Older blog entries for DV (starting at number 215)

16 Sep 2005 (updated 16 Sep 2005 at 13:14 UTC) »

Time for a change

I realize that I take less and less satisfaction in my involvement with GNOME. I'm relatively sad to see that people actively switch from libxml2 to GMarkup for the sake of it, that all I have to offer to this community at this point are boring minutes from a Board where I nearly feel a foreigner. Gamin is a workaround against legacy APIs at the user and kernel level that people dislike anyway, so even here it is hard to get anything but negative feedback. Even in the libxml2 work I get annoyed by the dumb question answered over and over, reacting negatively, this is sad, I really take less and less joy in being around, maybe I'm just kind of depressed, but I think it is time I refocuse on something else I will have more fun with. Sure I'm gonna continue libxml2 and libxslt maintainance, but I need to try to work on code where I have more fun, where people are actually happy with getting and using the code, it is time for a change. So I don't expect to be involved very much with GNOME in the future except the local GNOME-FR group being formed, I think I am done with work at the board level, I won't candidate again this year, I came back because I was really annoyed by the state of the board the year before, my candidacy statement was mostly to get back to regular meetings and public minutes for them, I think it's is back on track but it's not a fun work honnestly.

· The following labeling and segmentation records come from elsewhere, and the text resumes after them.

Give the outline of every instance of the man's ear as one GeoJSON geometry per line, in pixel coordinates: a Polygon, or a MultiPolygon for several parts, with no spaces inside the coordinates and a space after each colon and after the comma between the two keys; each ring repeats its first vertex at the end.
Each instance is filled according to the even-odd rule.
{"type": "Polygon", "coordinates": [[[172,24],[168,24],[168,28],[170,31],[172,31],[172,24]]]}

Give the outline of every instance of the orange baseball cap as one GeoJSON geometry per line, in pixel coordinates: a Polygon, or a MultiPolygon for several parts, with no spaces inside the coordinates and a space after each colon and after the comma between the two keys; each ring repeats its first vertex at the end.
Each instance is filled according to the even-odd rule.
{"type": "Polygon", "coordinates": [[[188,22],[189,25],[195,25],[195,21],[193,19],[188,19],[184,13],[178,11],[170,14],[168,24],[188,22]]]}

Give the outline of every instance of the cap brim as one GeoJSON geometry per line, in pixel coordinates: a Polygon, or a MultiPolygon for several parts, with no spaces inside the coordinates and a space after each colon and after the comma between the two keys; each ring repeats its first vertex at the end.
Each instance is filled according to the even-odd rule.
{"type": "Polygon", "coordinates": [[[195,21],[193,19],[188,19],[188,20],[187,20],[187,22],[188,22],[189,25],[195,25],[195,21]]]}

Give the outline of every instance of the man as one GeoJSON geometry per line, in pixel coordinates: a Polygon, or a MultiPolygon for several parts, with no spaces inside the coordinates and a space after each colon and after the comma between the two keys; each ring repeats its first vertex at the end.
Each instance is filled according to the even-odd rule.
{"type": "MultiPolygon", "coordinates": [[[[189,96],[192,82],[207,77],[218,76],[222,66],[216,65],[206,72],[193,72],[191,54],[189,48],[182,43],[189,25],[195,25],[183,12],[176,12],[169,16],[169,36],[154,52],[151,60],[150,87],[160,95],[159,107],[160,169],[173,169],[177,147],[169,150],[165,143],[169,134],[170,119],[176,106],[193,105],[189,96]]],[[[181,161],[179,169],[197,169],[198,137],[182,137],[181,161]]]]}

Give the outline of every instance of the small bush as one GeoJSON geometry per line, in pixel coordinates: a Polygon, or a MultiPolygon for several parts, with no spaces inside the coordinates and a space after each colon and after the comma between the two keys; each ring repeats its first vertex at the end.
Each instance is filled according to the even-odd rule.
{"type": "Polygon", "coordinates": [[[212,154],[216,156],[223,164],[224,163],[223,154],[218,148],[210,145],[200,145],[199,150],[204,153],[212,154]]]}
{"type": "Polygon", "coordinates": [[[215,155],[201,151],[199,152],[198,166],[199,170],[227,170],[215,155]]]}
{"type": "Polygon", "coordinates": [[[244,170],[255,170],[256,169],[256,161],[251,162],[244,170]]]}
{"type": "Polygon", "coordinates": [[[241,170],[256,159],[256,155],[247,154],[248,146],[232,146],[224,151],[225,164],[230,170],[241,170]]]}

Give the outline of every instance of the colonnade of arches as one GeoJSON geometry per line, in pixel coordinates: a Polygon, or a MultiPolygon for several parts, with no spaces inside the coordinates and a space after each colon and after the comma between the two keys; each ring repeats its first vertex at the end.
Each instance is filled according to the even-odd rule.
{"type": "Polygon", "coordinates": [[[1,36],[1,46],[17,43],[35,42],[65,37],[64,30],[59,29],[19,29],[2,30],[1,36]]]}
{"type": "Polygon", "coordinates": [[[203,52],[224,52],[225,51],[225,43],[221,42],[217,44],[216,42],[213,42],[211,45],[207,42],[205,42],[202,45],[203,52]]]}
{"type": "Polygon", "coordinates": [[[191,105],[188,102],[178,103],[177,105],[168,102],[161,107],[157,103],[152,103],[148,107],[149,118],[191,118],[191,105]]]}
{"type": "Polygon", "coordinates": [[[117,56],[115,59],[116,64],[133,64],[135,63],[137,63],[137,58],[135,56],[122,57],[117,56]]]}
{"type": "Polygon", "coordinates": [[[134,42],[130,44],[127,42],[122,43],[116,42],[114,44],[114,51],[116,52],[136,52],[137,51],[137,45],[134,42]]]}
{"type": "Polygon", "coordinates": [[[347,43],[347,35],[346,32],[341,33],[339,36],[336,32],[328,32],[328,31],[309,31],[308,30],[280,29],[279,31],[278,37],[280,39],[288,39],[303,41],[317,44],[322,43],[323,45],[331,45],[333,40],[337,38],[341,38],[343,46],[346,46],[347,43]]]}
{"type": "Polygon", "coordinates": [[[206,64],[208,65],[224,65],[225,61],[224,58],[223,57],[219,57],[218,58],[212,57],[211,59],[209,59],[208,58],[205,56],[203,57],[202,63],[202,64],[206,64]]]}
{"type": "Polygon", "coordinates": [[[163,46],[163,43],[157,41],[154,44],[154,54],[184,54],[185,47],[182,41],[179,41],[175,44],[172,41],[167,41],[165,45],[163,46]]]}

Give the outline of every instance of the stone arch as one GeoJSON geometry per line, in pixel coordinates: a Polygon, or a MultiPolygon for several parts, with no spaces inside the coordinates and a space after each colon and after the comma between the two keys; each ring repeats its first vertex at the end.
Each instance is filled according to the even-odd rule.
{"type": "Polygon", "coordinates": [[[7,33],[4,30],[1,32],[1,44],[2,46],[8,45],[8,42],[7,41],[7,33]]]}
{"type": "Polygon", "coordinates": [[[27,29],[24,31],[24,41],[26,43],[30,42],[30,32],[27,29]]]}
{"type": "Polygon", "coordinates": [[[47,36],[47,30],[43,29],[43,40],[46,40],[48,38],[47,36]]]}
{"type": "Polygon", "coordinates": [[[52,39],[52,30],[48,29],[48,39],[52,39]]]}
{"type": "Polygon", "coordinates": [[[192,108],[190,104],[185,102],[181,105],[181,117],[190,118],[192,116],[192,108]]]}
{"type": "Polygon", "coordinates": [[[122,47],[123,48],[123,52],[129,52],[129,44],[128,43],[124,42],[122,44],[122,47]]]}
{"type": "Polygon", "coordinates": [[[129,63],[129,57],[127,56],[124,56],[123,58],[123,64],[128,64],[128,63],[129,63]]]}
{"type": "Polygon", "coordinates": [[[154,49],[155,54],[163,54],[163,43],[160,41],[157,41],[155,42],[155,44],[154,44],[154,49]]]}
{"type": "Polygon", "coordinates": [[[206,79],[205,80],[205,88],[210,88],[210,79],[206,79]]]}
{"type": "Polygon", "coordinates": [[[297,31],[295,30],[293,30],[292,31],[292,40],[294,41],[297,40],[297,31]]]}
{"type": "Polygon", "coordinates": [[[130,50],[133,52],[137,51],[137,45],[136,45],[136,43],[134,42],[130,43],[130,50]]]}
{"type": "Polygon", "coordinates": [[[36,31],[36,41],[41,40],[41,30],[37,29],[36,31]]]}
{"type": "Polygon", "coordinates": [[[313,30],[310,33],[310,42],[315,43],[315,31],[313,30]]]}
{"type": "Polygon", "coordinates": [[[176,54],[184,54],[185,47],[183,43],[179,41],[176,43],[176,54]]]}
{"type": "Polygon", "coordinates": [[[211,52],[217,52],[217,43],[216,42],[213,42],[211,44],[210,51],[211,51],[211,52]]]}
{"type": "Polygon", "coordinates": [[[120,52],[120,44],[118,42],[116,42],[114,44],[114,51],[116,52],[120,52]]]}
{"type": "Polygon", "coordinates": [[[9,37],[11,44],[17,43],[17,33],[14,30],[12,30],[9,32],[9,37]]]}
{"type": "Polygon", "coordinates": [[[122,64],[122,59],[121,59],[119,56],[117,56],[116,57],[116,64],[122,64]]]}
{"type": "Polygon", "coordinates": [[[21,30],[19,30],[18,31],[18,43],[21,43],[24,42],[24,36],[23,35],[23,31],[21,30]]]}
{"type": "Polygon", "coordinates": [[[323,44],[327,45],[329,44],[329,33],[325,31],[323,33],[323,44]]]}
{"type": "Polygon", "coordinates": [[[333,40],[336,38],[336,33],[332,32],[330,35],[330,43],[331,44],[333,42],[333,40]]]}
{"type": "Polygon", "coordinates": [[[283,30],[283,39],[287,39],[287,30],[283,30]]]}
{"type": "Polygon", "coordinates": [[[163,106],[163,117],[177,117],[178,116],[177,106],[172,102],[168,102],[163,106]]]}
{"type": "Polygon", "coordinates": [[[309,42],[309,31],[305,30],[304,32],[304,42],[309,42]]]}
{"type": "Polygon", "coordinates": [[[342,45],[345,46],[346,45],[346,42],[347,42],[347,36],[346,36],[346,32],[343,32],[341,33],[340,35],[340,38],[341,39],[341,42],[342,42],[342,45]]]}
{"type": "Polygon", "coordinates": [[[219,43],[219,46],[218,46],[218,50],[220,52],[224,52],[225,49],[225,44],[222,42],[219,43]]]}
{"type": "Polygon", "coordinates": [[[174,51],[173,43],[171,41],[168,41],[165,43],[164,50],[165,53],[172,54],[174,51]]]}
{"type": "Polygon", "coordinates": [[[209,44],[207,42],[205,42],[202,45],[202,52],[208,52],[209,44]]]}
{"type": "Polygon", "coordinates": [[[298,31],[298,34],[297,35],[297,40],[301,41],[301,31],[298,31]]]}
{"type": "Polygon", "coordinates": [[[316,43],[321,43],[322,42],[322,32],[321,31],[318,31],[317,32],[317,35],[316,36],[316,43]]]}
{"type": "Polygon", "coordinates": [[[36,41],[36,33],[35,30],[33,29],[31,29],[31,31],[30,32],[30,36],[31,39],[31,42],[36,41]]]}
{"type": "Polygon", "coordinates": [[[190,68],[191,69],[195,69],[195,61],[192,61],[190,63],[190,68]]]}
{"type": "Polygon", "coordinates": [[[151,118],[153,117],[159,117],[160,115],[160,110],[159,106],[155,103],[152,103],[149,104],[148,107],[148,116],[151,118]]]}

If nobody wants to do it in the future then put that as a task for the Director, that would force some public communication every 2 weeks on the state of the affairs at the foundation level.

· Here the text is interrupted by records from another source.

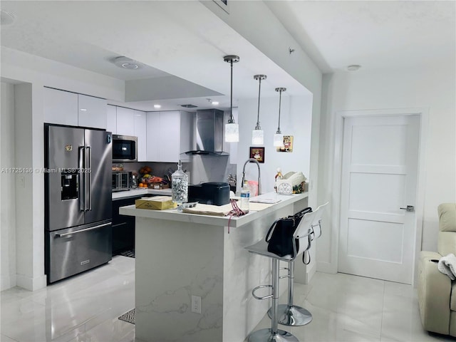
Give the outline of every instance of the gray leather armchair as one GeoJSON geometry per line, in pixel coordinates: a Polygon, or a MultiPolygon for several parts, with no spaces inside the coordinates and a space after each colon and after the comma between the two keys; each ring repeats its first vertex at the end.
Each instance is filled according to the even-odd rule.
{"type": "Polygon", "coordinates": [[[437,269],[442,256],[456,255],[456,203],[438,206],[437,252],[423,251],[418,261],[418,304],[423,328],[456,337],[456,281],[437,269]]]}

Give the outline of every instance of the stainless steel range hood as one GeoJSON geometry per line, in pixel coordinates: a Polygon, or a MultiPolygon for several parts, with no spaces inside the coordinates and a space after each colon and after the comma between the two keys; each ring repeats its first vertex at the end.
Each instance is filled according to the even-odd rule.
{"type": "Polygon", "coordinates": [[[194,150],[187,155],[229,155],[223,151],[223,111],[197,110],[193,141],[194,150]]]}

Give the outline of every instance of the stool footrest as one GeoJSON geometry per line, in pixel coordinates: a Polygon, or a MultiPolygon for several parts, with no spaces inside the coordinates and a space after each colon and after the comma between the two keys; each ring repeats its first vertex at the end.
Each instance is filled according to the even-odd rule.
{"type": "Polygon", "coordinates": [[[284,276],[279,276],[279,279],[283,279],[284,278],[289,278],[290,277],[290,269],[289,269],[288,267],[281,267],[280,269],[279,269],[279,270],[282,270],[282,269],[286,269],[288,271],[288,274],[285,274],[284,276]]]}
{"type": "Polygon", "coordinates": [[[259,290],[260,289],[264,289],[265,287],[272,287],[272,285],[260,285],[259,286],[256,286],[256,287],[254,288],[253,290],[252,290],[252,295],[254,297],[255,297],[255,299],[260,299],[260,300],[267,299],[268,298],[271,298],[274,296],[273,294],[268,294],[267,296],[264,296],[262,297],[259,297],[258,296],[256,296],[255,294],[255,291],[256,290],[259,290]]]}

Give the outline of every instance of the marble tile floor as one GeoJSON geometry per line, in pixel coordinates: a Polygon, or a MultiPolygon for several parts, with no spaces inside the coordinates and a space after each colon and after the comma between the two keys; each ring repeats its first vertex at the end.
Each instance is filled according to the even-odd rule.
{"type": "MultiPolygon", "coordinates": [[[[0,341],[133,342],[135,326],[118,316],[134,306],[134,291],[135,259],[123,256],[42,290],[4,291],[0,341]]],[[[407,285],[317,273],[295,285],[295,302],[314,320],[279,328],[301,341],[456,341],[423,331],[416,289],[407,285]]],[[[255,330],[269,327],[265,315],[255,330]]]]}
{"type": "Polygon", "coordinates": [[[36,291],[1,292],[1,342],[131,342],[118,316],[135,306],[135,259],[107,264],[36,291]]]}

Update: note that I don't think the GNOME project is not interesting, but that what I can contribute to it is not really, libxml2/gamin/taking minutes is in no way representative of where fun be had in the project, and that is what burns me out, for anybody really interested in UI this is certainly a nice project to work in !

So what am I gonna do ? the Xen virtualization work looks very promising, that's what I expect to focuse on, it allows me to get back to my roots in Operating System, it is a growing community and technology and has the potential to affect a lot of the way we do computing and interract with computers in general. And there is an awful lot of work to do there, we are only in the beginning steps of the integration in Fedora, Linux and even more important it is a completely new concept from an user standpoint. Finding out the right concepts for them to grasp and use the technology, building code implementing those sounds exciting, I need excitement !

Never wake up Murthy ...

... with statements like "the last release is looking good". In the meantine 2 serious bug were found plus a complete blocker, expat headers exports XML_FEATURE_UNICODE which was added to libxml2-2.6.21 API too :-( , as a result mod_php fail to build, and I need to scratch libxml2-2.6.21 API and just released libxml2-2.6.22, sigh ...

However the Gnomers may appreciate the fact that libxml2-2.6.22 adds libxml2 API in devhelp, I will add libxslt too before the next release, based on on existsing libxml2-api.xml, 729 lines of XSLT and a bit of makefile and rpm spec glue.

Standards and politics

Christian, freedesktop.org has not much in common with standard bodies like ISO, W3C or IETF, in fd.o you may find a person annoying at times but you never get the same kind of politics games I have seen in the other ones. It is really nice to stay innocent and argue purely on technical matters and to just get the Right Thing done. Sometimes that's sufficient, but it's not very common, there is always interests, prior deployements, keeping the edge in a competition oriented world. Standardization can help bring awareness, interoperability, drive price down insanely, or it can fail too for a variety of reason, either because people don't want to negociate, because the trade-off between every existant player end up defining something hideous and unstable, or simply because it arrives too late and the market has standardized de facto on something else. Always keep in mind what your goals are, going though a standard process can be a very long and tedious work, sometimes it is worth it anyway :-)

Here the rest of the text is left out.